The Space Needle is located in the country of
The Space Needle is located in the country of Seattle, in the city of Seattle. The Space
p(answer):  p(' Washington'[2669])=0.1645, p(' Seattle'[7312])=0.106, p(' the'[262])=0.0764, p(' Japan'[2869])=0.0416, p(' Canada'[3340])=0.0377

The Eiffel Tower is located in the country of
The Eiffel Tower is located in the country of France. The Eiffel Tower is the
p(answer):  p(' France'[4881])=0.9608, p(' Paris'[6342])=0.0046, p(' the'[262])=0.003, p(' Belgium'[15664])=0.0029, p(' French'[4141])=0.0029

The Great Wall is located in the country of
The Great Wall is located in the country of China, but is also part of the country's "
p(answer):  p(' China'[2807])=0.4976, p(' the'[262])=0.0259, p(' Xin'[25426])=0.0201, p(' Yun'[20757])=0.015, p(' J'[449])=0.0141

Niagara Falls is located in the country of
Niagara Falls is located in the country of Ontario, in the province of Ontario.  The
p(answer):  p(' Ontario'[10553])=0.3898, p(' Canada'[3340])=0.

In [6]:
is_located_in = estimate.estimate_relation_operator(
    model,
    tokenizer,
    "The Space Needle",
    "{} is located in the country of",
    layer=25,
    device=model.device,
)

is_located_in.misc

{'Jh_norm': 44.985111236572266,
 'bias_norm': 372.6827087402344,
 'h_info': {'h_index': 3, 'token_id': 293, 'token': 'le'},
 'consider_residual': False}

In [22]:
is_located_in_res = estimate.estimate_relation_operator(
    model,
    tokenizer,
    "The Space Needle",
    "{} is located in the country of",
    layer=25,
    # consider_residual= True,
    # approximate_rank= 1,
    device=model.device,
    calculate_at_lnf= True,
)

is_located_in_res.misc

{'Jh_norm': 6.443312644958496,
 'bias_norm': 13.347543716430664,
 'h_info': {'h_index': 3, 'token_id': 293, 'token': 'le'},
 'consider_residual': False}

In [17]:
test_cases = [
    ("The Great Wall", -1, "China"),
    ("Niagara Falls", -2, "Canada"),
    ("Valdemarsvik", -1, "Sweden"),
    ("Kyoto University", -2, "Japan"),
    ("Hattfjelldal", -1, "Norway"),
    ("Ginza", -1, "Japan"),
    ("Sydney Hospital", -2, "Australia"),
    ("Mahalangur Himal", -1, "Nepal"),
    ("Higashikagawa", -1, "Japan"),
    ("Trento", -1, "Italy"),
    ("Taj Mahal", -1, "India")
]

In [18]:
for subject, subject_token_index, target in test_cases:
    objects = is_located_in(
        subject,
        subject_token_index=subject_token_index,
        device=model.device,
        return_top_k=5,
    )
    print(f"{subject}, target: {target}   ==>   predicted: {objects}")

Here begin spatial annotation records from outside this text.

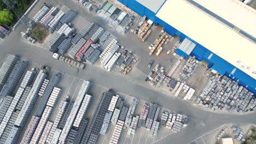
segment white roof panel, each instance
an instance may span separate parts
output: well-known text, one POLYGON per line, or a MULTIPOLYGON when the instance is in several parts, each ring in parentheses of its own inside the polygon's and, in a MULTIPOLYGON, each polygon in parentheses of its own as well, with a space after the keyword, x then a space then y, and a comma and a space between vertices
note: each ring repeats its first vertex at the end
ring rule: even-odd
POLYGON ((167 1, 156 16, 256 79, 256 45, 251 41, 185 1, 167 1))
POLYGON ((137 2, 155 13, 156 13, 165 1, 166 0, 136 0, 137 2))

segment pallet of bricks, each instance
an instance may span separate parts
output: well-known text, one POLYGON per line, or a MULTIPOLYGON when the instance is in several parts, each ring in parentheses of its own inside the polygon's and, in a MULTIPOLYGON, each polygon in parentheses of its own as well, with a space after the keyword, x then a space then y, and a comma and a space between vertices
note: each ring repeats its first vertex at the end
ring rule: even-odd
MULTIPOLYGON (((164 44, 167 44, 171 37, 172 37, 170 35, 168 35, 164 30, 162 30, 160 34, 158 35, 158 38, 156 38, 154 42, 154 46, 149 53, 149 56, 152 55, 155 50, 157 50, 158 51, 159 50, 161 50, 161 50, 162 50, 162 46, 164 45, 164 44)), ((159 52, 158 53, 160 52, 161 52, 161 51, 159 52)), ((158 53, 158 55, 159 55, 159 53, 158 53)))
POLYGON ((139 29, 138 32, 138 37, 141 39, 141 40, 142 40, 142 41, 144 42, 145 41, 152 31, 150 29, 151 26, 151 25, 145 21, 139 29))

The Great Wall, target: China   ==>   predicted: [' China', ' Hong', ' Beijing', ' Chinese', ' Shen']
Niagara Falls, target: Canada   ==>   predicted: [' Canada', ' Ontario', ' Niagara', ' New', ' British']
Valdemarsvik, target: Sweden   ==>   predicted: [' Iceland', ' Denmark', ' Sweden', ' Finland', ' Norway']
Kyoto University, target: Japan   ==>   predicted: [' Japan', ' Japanese', ' Finland', ' Hawaii', ' Tokyo']
Hattfjelldal, target: Norway   ==>   predicted: [' Iceland', ' Denmark', ' Norway', ' Sweden', ' Finland']
Ginza, target: Japan   ==>   predicted: [' Japan', ' Singapore', ' China', ' Seattle', ' Hong']
Sydney Hospital, target: Australia   ==>   predicted: [' Australia', ' Sydney', ' Australian', ' Singapore', ' Canberra']
Mahalangur Himal, target: Nepal   ==>   predicted: [' Nepal', ' Tibet', ' Bh', ' Nep', ' China']
Higashikagawa, target: Japan   ==>   predicted: [' Japan', ' Japanese', ' Tokyo', ' Canada', ' Seattle']
Trento, target: Italy   ==>   predicted: [' Sweden'

In [24]:
for subject, subject_token_index, target in test_cases:
    objects = is_located_in_res(
        subject,
        subject_token_index=subject_token_index,
        device=model.device,
        return_top_k=5,
    )
    print(f"{subject}, target: {target}   ==>   predicted: {objects}")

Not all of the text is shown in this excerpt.